Collaboration with urologists, such as Irwin Goldstein, MD, a ZEN co-investigator and director of San Diego Sexual Medicine at Alvarado Hospital in San Diego, Calif., will be key to ED therapy that involves stenting, Rogers says. While cardiologists excel at revascularization therapy, they likely are not qualified to assess the many causes of ED.

“The last thing we want to do is to start putting stents in a patient without thoroughly evaluating him or her and making sure that the stent is going to help this patient,” Rogers says.

For Goldstein, stenting offers a potentially promising therapy that requires neither drugs nor prostheses. “This is dealing with the root cause and theoretically could restore functionality in a normal way,” he says. “It is similar to a patient with angina and can’t exercise, who is able to run a marathon post-stenting.”

ED also has been shown to be a marker for cardiovascular disease (JACC 2010;55[4];350-356). Kandzari argues that mechanistically it makes sense. While a small amount of plaque may not be clinically relevant in larger vessels, in smaller vessels of the pelvis it may contribute to the early onset of ED and presage later cardiovascular disease and stroke.
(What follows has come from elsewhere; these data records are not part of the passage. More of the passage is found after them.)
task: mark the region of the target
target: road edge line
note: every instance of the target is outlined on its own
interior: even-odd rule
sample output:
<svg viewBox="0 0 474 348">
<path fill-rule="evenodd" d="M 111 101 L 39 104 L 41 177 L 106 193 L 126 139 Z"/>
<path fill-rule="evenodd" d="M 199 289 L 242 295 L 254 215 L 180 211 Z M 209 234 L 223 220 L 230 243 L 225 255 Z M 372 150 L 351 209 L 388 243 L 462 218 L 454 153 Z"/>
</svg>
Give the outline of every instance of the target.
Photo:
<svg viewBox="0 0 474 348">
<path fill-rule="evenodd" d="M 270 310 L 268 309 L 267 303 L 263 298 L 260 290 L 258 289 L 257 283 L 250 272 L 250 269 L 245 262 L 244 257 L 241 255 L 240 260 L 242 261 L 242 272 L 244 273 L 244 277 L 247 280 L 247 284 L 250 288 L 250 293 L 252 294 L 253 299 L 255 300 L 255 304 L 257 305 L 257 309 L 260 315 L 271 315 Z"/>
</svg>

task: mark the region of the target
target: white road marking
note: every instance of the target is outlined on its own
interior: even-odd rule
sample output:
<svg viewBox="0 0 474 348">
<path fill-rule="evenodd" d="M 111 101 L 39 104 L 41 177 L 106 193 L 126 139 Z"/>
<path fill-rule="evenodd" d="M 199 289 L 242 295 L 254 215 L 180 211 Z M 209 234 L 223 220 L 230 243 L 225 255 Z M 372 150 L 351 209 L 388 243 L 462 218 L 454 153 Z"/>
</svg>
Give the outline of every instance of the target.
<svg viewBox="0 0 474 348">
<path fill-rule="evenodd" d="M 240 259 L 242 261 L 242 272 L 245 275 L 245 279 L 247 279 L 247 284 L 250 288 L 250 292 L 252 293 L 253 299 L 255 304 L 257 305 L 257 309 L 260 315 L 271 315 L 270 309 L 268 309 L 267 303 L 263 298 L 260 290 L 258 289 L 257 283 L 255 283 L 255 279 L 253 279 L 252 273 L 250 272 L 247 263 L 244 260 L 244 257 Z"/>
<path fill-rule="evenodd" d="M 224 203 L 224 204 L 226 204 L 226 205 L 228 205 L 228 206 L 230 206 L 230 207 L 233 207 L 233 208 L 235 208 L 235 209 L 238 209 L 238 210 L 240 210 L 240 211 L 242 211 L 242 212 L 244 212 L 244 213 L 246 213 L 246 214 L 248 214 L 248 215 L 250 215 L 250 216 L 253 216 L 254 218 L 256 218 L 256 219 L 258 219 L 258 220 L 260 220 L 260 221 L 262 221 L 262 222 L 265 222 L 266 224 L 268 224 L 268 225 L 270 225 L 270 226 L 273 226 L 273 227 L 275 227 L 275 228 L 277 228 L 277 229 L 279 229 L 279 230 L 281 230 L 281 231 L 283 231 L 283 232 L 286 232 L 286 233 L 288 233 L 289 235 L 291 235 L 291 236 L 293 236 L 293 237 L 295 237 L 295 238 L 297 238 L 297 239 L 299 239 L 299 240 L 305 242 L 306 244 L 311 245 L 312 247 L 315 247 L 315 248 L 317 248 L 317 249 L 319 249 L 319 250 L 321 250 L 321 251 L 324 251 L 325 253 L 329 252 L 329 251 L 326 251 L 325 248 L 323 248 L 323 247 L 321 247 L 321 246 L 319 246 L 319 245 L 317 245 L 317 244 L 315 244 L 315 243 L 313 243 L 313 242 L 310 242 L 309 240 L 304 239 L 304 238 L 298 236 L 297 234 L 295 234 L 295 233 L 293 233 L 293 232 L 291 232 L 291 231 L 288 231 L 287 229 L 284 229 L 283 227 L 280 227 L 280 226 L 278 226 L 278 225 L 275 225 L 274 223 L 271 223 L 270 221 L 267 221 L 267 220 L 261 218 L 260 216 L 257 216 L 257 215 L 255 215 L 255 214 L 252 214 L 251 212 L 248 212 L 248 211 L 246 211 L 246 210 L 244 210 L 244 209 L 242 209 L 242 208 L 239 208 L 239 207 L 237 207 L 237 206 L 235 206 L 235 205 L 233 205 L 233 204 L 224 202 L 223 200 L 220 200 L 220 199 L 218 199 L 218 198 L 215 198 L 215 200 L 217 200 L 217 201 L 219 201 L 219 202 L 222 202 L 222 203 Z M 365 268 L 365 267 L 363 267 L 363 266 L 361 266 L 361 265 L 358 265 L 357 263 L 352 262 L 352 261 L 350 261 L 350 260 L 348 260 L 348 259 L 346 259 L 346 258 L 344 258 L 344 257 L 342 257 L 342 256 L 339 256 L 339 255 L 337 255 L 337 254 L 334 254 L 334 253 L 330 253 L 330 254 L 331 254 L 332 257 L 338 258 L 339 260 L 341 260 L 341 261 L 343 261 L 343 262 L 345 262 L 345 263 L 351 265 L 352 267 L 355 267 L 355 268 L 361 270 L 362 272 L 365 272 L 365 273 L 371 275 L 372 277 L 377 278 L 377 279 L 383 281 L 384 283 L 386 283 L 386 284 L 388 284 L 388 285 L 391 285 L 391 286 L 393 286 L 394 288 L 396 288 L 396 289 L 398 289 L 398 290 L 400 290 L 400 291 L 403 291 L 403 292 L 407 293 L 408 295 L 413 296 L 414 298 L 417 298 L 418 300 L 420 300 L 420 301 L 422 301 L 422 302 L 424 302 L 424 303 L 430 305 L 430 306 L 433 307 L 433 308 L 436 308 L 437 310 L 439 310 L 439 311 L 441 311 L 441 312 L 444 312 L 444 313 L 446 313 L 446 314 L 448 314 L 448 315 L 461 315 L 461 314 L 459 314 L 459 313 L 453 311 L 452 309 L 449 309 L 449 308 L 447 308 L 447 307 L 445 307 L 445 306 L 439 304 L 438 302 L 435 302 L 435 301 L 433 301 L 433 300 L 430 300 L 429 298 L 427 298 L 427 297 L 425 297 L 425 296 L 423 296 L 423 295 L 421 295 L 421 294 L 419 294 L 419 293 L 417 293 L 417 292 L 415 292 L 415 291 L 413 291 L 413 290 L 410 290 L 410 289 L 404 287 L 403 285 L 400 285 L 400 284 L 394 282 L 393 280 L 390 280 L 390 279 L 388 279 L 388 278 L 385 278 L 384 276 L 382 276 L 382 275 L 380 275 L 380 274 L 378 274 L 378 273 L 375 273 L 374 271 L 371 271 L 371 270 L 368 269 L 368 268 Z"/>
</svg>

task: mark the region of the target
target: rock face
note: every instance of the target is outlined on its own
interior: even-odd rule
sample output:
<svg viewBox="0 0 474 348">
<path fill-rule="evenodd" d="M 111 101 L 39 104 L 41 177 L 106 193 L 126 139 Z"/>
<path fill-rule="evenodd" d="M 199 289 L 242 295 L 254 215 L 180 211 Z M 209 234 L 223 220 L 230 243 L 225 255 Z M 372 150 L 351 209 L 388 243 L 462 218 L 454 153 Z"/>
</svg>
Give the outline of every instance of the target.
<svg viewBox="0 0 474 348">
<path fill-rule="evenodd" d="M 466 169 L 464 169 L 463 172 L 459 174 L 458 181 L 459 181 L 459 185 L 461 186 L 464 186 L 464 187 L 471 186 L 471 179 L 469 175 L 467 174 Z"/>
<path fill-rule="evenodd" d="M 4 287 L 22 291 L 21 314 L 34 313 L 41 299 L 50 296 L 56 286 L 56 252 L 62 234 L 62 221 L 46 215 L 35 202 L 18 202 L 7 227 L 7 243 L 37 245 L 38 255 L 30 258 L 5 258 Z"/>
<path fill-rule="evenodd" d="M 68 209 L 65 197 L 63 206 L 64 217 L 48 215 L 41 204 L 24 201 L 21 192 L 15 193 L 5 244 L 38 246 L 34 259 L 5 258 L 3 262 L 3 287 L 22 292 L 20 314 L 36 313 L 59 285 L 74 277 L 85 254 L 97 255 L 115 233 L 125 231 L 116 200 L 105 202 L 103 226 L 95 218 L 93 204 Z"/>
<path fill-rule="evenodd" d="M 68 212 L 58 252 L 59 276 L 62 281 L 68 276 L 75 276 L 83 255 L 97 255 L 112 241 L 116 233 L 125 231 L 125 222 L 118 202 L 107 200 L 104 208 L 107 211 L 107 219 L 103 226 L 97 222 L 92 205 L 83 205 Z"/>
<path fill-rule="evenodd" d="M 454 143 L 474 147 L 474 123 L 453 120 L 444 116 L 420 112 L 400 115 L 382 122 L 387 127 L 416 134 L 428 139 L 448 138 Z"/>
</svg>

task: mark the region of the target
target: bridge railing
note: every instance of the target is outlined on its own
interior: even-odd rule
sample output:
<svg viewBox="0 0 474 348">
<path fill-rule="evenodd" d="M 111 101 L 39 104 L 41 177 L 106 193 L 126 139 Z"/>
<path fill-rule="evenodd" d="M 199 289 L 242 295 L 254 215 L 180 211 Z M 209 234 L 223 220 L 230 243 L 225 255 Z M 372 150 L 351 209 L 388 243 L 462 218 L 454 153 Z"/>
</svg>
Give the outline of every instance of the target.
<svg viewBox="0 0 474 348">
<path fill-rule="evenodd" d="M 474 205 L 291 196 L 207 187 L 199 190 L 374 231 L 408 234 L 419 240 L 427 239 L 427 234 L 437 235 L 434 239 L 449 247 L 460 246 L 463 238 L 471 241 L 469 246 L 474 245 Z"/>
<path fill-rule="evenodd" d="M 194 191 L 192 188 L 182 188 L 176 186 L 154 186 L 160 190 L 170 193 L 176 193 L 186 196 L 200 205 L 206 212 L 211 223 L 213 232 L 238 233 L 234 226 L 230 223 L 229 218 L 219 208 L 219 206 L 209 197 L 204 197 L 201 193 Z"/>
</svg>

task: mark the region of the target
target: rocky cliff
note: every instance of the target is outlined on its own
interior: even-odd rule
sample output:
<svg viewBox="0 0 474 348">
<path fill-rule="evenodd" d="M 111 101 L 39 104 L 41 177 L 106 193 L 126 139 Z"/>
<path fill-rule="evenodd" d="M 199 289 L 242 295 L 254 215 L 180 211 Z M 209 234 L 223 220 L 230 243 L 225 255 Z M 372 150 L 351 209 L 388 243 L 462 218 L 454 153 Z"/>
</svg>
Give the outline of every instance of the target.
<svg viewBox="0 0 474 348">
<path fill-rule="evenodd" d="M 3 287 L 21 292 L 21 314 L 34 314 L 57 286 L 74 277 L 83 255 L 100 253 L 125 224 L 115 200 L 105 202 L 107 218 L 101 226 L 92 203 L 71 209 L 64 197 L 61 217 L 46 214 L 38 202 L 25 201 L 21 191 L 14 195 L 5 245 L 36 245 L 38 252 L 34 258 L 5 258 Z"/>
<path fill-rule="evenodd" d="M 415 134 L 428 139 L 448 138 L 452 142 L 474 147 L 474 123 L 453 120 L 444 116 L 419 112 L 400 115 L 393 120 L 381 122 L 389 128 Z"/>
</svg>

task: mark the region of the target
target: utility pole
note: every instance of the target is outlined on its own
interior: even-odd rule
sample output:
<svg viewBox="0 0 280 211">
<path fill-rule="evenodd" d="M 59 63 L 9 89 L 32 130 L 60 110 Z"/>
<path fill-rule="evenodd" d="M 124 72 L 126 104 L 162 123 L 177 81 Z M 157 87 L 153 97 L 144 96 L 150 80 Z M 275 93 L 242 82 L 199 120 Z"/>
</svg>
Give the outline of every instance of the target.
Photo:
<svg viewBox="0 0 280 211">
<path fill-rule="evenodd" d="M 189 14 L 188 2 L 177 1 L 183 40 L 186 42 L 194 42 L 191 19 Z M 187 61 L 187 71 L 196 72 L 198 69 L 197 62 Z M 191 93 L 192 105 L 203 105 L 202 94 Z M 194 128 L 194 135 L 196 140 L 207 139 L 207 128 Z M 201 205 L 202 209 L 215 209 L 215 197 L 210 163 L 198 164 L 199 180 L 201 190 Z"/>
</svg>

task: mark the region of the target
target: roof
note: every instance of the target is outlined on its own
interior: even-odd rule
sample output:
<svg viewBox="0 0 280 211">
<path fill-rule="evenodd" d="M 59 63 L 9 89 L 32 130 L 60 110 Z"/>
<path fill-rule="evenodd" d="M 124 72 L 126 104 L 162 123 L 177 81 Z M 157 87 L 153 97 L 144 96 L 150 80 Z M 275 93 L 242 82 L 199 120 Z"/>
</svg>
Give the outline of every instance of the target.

ED offers cardiologists who are willing to inquire about sexual issues an opportunity to identify patients potentially at risk and intervene before cardiovascular disease progresses.

“There was a large secondary opportunity to treat patients in the trial for risk factors, such as smoking, diabetes, untreated high cholesterol and high blood pressure,” Kandzari says.

Rogers adds that for male patients, the specter of ED may provide a powerful motivator for making lifestyle changes such as losing weight. “It may be a wakeup call for the patient that if he does everything possible to improve his vascular health, then maybe his erectile function will improve as well,” he suggests.

Bottom line, the more light that ZEN, IMPASSE, INDEED and other studies shed on links between ED and cardiovascular disease, the more awareness is likely to grow among physicians who then can counsel patients, cardiologists say. “Ultimately patients aren’t dying from erectile dysfunction,” Rogers points out. “They are dying from heart disease.”